The rate limiters are enabled globally in the aporeto.yaml file of your voila environment with the following keys:
clientRateLimiting: enabled: true globalTCPRateLimiting: enabled: true rateLimiting: enabled: true
clientRateLimiting & globalTCPRateLimiting are the client and TCP limiter at the gateway level, rateLimiting enables rate limiting at the service level.
To see all the default configuration you can issue from your voila
environment the command cheval inspect aporeto-backend this will list
all the services configuration including the rate limiters default
options.
Gateway (wutai) rate limiters
The gateway is configured with different kind of rate limiters (with
default sane values) as follow:
TCP rate limiter
Used to limit the rate of TCP connection hitting the gateway, when limiting the new TCP connection are directly closed.
This translates to the client via an error like
connection reset by peer.
This limiter is to prevent overload of the gateway by thousands of TCP
connection doing TLS handshakes.
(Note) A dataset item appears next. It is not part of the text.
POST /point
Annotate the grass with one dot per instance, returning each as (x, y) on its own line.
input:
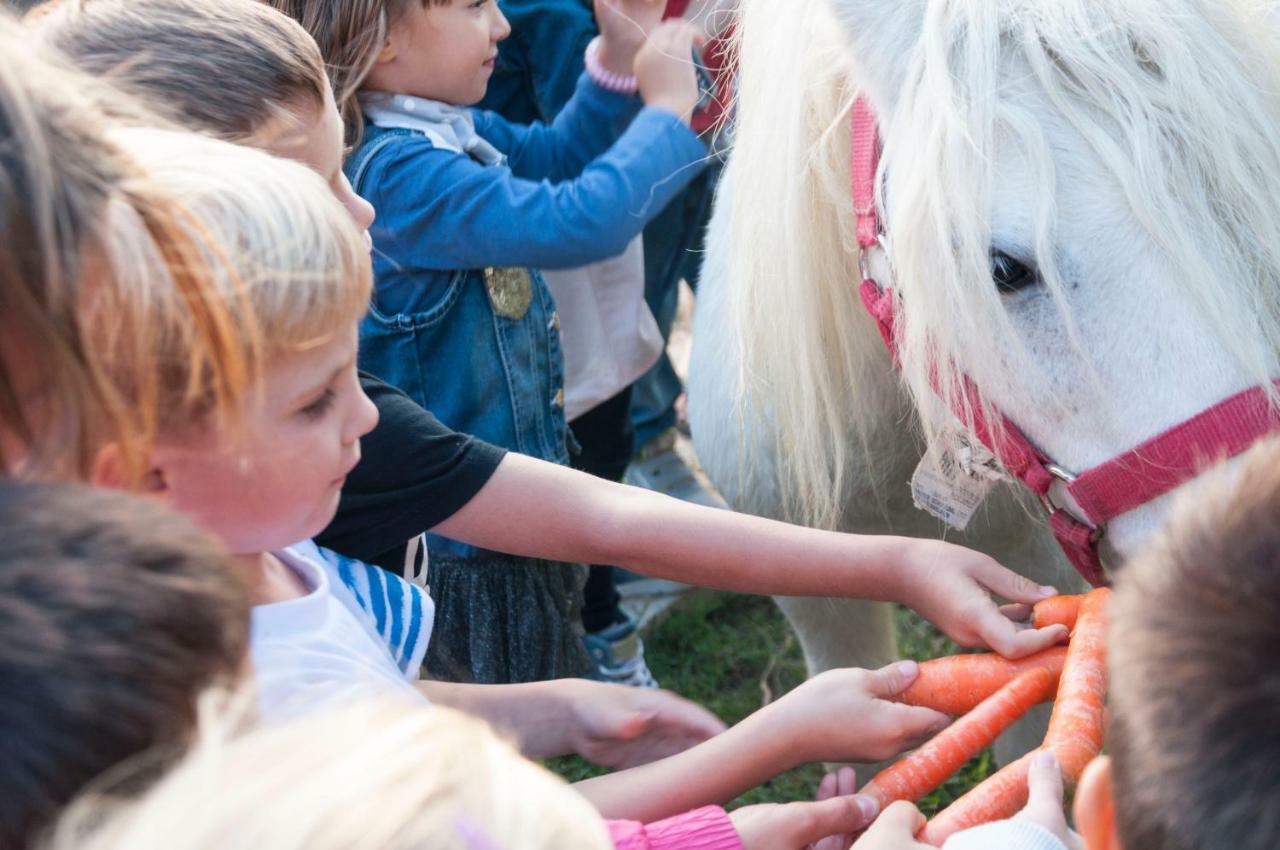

The drawback is when the TCP
limiter kicks in no new TCP connection ban be established. In case of
DDOS attack it means that the gateway will not be reachable for new
clients. The only way to prevent DDOS is to place a firewall in
front of the gateway to perform that filtering.
It is configured via the conf.d/wutai/config.yaml with the following
default values:
# Global TCP rate limiting limits the rate of # TCP connections per gateway globalTCPRateLimiting: cps: 80 burst: 150
And enabled via the aporeto.yaml configuration:
globalTCPRateLimiting: enabled: true
Associated to that limiter there is Prometheus metrics:
- global_tcp_limiter_connections_limited: Total count of TCP connection that has been limited
- global_tcp_limiter_connections_accepted: Total count of TCP connection that has been accepted
- global_tcp_limiter_connections_total: Total count of TCP connection (sum of the two above)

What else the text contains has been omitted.